From the five different methods of implementation, companies often prefer to choose insurance-oriented solutions to offer an attractive and balance sheet-neutral provision plan. The reform was triggered by a decision of the BAG (German Federal Labor Court) of May 19, 2016, which is likely to apply to all insurance-oriented solutions under Article 2 (2) and (3) BetrAVG (Act on the Improvement of Company Pensions).
The judgment affects any company that realizes provision plans via direct insurance or pension funds – regardless of whether these are employee- or employer-financed.
Background of the judgment:
- The amount of the legally vested entitlement of a prematurely leaving employee is determined according to the quotation principle of Article 2 (1) BetrAVG (the entire entitlement is being time-proportionally reduced)
- The benefit amount calculated in this way often differs from the actual amount paid by the insurer
- The employer has the right to use an insurance-oriented solution and to set the benefit amount according to the benefit amount of the insurer
What is new:
- It is no longer sufficient to generally inform employees in the course of their employment that an insurance-oriented solution for benefits is being applied
- The employer must explicitly communicate the application of the insurance-oriented solution in connection with an employee’s leaving!

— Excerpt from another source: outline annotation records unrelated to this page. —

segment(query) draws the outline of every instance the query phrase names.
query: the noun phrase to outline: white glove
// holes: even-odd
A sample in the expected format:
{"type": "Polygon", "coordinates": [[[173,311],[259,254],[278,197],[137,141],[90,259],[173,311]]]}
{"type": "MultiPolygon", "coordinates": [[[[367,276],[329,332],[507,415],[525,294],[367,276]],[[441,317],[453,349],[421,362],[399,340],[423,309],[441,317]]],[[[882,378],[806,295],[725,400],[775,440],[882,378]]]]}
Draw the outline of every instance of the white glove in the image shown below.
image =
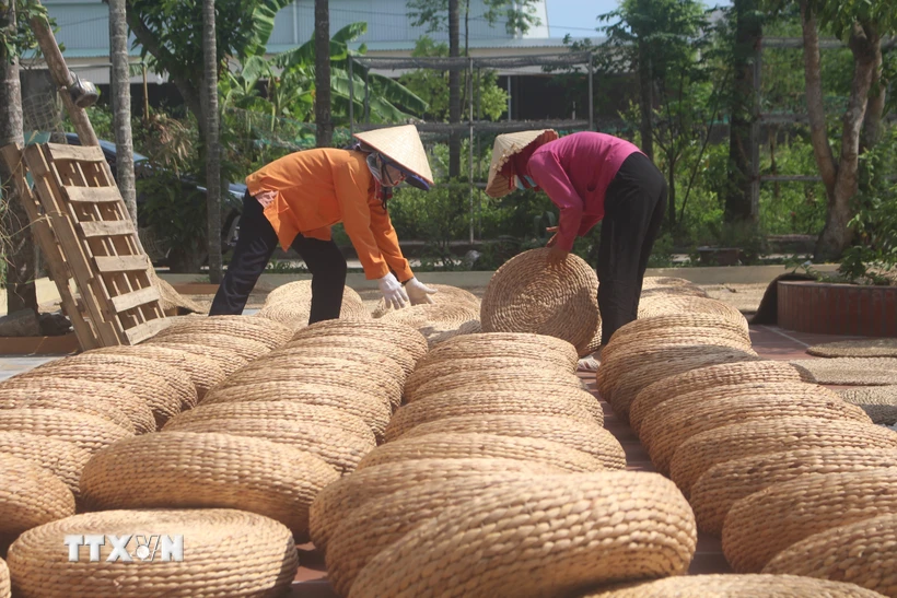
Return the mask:
{"type": "Polygon", "coordinates": [[[380,292],[383,293],[383,298],[386,300],[387,307],[394,307],[396,309],[401,309],[405,307],[405,302],[408,301],[408,294],[405,292],[405,289],[398,282],[395,274],[389,272],[382,279],[377,280],[377,285],[380,286],[380,292]]]}
{"type": "Polygon", "coordinates": [[[408,296],[411,297],[411,305],[420,305],[421,303],[435,303],[433,301],[433,297],[431,297],[430,295],[435,293],[436,290],[430,289],[416,278],[411,278],[411,280],[405,283],[405,290],[408,292],[408,296]]]}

If the employer fails to meet this obligation to inform, the former employee is entitled to benefits equivalent to the legally vested entitlement according to the quotation principle. This method of determination can lead to benefit amounts different from the insurance cover, which may result in an obligation for the employer to make supplementary payments.
For future vested resignations, we recommend implementing a process for the explanation of the insurance-oriented solution to the leaving employee and the insurer which satisfies the criteria of the judgment.